Urban Art Jungle Festival #3 : Superposition n’a pas fait dans la demi-mesure

L’équipe de Superposition compte frapper un grand coup dès la rentrée ! Acteur dans la promotion de l’art urbain (et non pas de cinéma), le collectif organise pour la troisième fois son « Urban Art Jungle Festival » pour début septembre. Trois jours, deux nuits avec des artistes, de la musique… mais pas que.

 

Début 2016, rien de folichon jusque-là si ce n’est la disparition des quelques Delpech, Galabru et autres Bowie. Pour donner un peu de baume au coeur à tout ça, un collectif plein d’envies et la caboche chargée de rêves a pointé le bout de son nez : Superposition. Là facilement, tu te dis : qui ? quand ? où ? pourquoi ? comment ? Mais que fait la police ? (oui les cinq « W » n’ont aucun secret pour toi). Et bien c’est assez simple. L’histoire commence quand quatre jeunes loustiques aux compétences diverses se sont unis pour le meilleur et pour l’art urbain dans une aventure qui aurait pu, au mieux,  leur valoir une notoriété naissante ; au pire,  les voir repartir une main devant, une main derrière. Que nenni ! On peut dire qu’ils ont été rhabillés pour plusieurs hivers ! Le principe : promouvoir l’art urbain sous toutes ses formes et le faire connaître au grand public : « Au début quand on s’est réuni, on avait tous des qualités différentes » explique Orbiane, présidente et responsable du développement, « on avait tous un rôle distinct : le coté artistique, le business développement, l’aménagement du territoire et l’aspect juridique. On s’était rendu compte qu’il y avait un réel manque de visibilité et des lacunes en terme de communication autour des artistes urbains et de leurs oeuvres. C’est pour ça qu’on s’est dit « let’s go ! » (c’est parti les amis) si on palliait à ça en faisant un petit quelque chose pour eux ». 

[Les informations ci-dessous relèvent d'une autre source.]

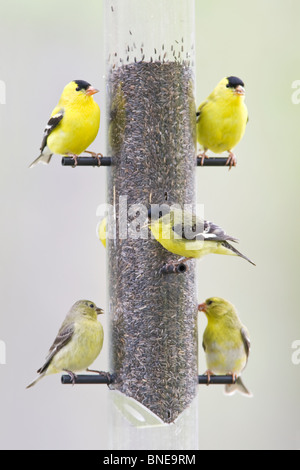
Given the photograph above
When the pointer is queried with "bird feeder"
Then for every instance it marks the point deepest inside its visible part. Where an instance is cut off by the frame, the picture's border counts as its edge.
(151, 160)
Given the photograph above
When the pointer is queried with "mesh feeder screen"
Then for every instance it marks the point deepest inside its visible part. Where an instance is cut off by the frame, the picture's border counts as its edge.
(153, 327)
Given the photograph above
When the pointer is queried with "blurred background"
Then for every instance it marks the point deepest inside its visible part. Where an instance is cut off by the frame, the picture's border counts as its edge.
(50, 256)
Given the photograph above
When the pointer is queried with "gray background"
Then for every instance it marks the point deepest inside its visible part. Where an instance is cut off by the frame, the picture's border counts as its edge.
(50, 256)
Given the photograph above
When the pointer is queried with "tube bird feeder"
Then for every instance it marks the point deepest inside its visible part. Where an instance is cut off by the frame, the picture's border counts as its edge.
(151, 120)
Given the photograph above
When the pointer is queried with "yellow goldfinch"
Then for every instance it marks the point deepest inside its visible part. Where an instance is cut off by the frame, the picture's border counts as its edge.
(226, 342)
(222, 118)
(184, 234)
(101, 231)
(77, 344)
(73, 125)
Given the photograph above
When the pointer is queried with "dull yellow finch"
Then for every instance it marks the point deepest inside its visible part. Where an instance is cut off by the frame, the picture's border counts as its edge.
(182, 233)
(77, 344)
(226, 342)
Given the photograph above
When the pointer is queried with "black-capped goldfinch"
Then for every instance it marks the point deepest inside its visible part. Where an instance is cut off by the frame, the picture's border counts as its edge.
(222, 118)
(226, 342)
(182, 233)
(77, 344)
(73, 125)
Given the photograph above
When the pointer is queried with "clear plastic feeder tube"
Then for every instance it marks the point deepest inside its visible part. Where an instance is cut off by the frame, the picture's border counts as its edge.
(151, 121)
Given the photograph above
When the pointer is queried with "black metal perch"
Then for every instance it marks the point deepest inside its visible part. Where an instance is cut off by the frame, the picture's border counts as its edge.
(107, 161)
(109, 379)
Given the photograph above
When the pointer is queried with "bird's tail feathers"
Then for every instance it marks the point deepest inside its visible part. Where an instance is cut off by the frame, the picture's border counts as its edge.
(236, 252)
(230, 389)
(43, 158)
(39, 377)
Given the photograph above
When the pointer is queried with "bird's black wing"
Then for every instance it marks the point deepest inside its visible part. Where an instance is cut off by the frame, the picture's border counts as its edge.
(52, 123)
(201, 230)
(64, 336)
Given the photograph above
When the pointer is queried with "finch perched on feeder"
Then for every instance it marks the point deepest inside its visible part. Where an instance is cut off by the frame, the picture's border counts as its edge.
(226, 342)
(73, 125)
(77, 344)
(222, 119)
(182, 233)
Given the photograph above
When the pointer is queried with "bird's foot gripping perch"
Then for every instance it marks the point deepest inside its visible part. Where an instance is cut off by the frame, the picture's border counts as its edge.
(175, 267)
(208, 373)
(98, 156)
(75, 158)
(73, 376)
(231, 160)
(203, 156)
(109, 377)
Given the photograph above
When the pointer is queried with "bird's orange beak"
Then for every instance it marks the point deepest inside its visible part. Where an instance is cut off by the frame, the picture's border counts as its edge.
(202, 307)
(91, 91)
(239, 90)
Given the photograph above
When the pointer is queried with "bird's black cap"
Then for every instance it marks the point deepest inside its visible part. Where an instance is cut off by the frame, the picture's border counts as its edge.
(82, 85)
(233, 82)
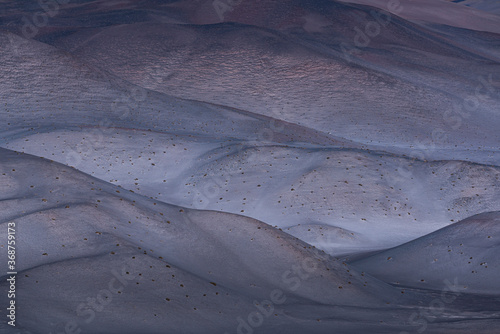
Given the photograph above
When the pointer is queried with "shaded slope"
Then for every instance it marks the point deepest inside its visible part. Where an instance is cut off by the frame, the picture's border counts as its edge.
(466, 251)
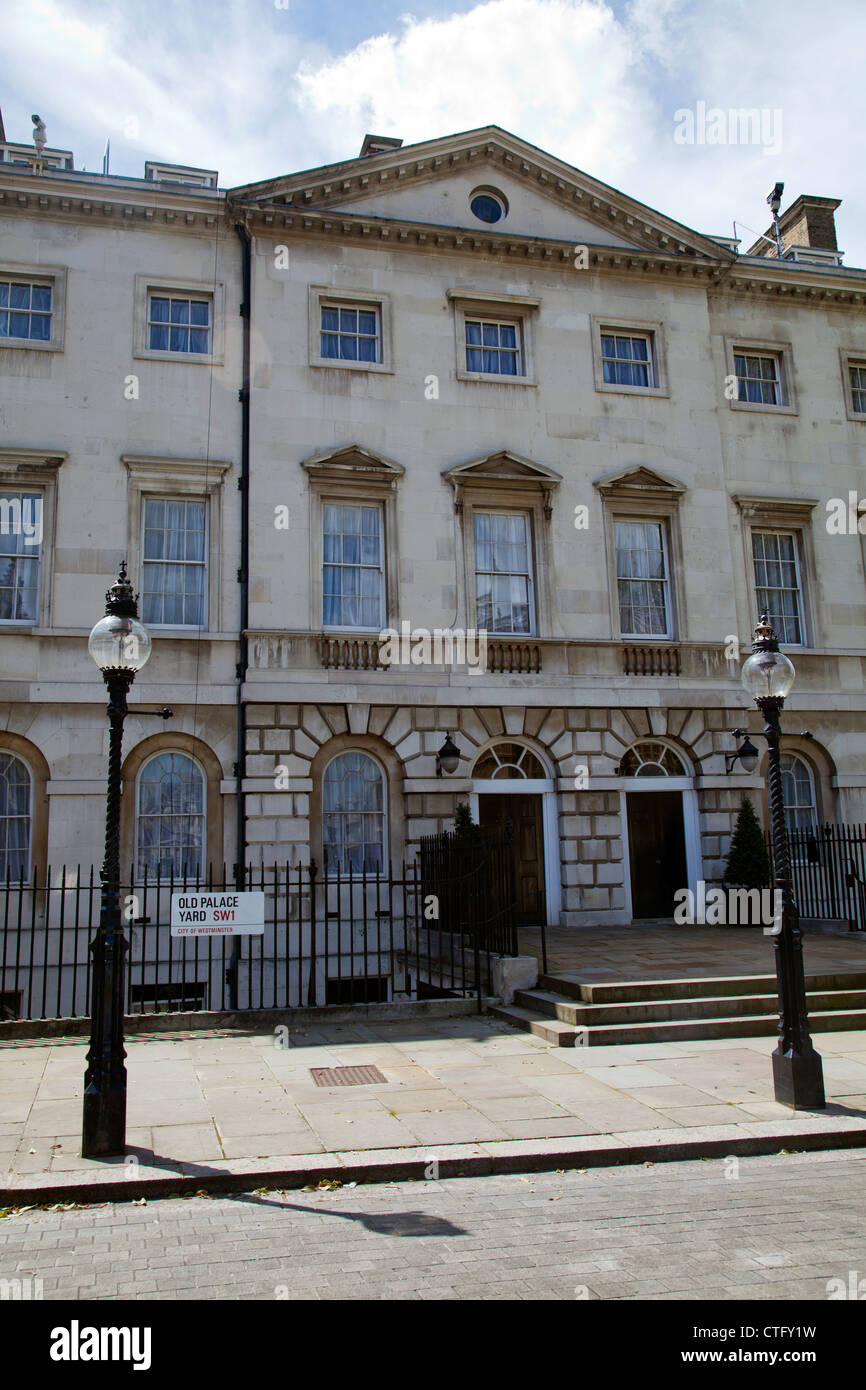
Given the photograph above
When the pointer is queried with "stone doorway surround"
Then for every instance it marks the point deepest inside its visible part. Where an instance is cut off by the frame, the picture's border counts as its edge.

Ce petit quelque chose, c’est un grand pas pour chaque artiste passé par là. Car oui, ce n’est pas une simple expo qui leur est proposée, mais une véritable galerie grandeur nature. « Murs, escaliers, rideaux de fers, portes de garage… » tout y passe ! un réel investissement de la rue et de ses espaces publics est établi pour permettre à chaque graffeur, peintre et illustrateur d’étaler au grand jour (et à la grande nuit aussi) son talent.

 

Urban Art Jungle Festival : troisième round

 

L’idée de promouvoir l’art urbain va de là encore et toujours plus loin puisque Superposition organise également depuis sa création son propre festival : l’Urban Art Jungle. Se déroulant dans les locaux du Croiseur, cet événement bi-annuel, et étalé sur trois jours, a la spécialité de se dérouler la journée… et de finir au bout de la nuit. Et bien sûr ce ne sont pas les habituels concerts rythmés par la débauche de ces festivaliers déguisés en animaux qui seront à l’honneur. Non madame ! Dans un véritable concept artistique pensé et élaboré, l’équipe propose à son public un investissement complet et unique : « Pendant ces trois jours, on regroupe des artistes performeurs, des musiciens, des créateurs… c’est vraiment l’occasion de faire découvrir aux petits et grands l’Art Urbain en plus de la musique. La spécificité dans tout ça, c’est qu’on essaye au maximum de faire en sorte que le visiteur soit un réel acteur du festival. On propose plein d’ateliers, ça peut aller de l’initiation au Graff à l’atelier de poterie. Il y’aura même une masseuse. Le truc en plus c’est qu’on souhaite faire vivre des expériences que chacun pourra raconter selon son propre vécu. » 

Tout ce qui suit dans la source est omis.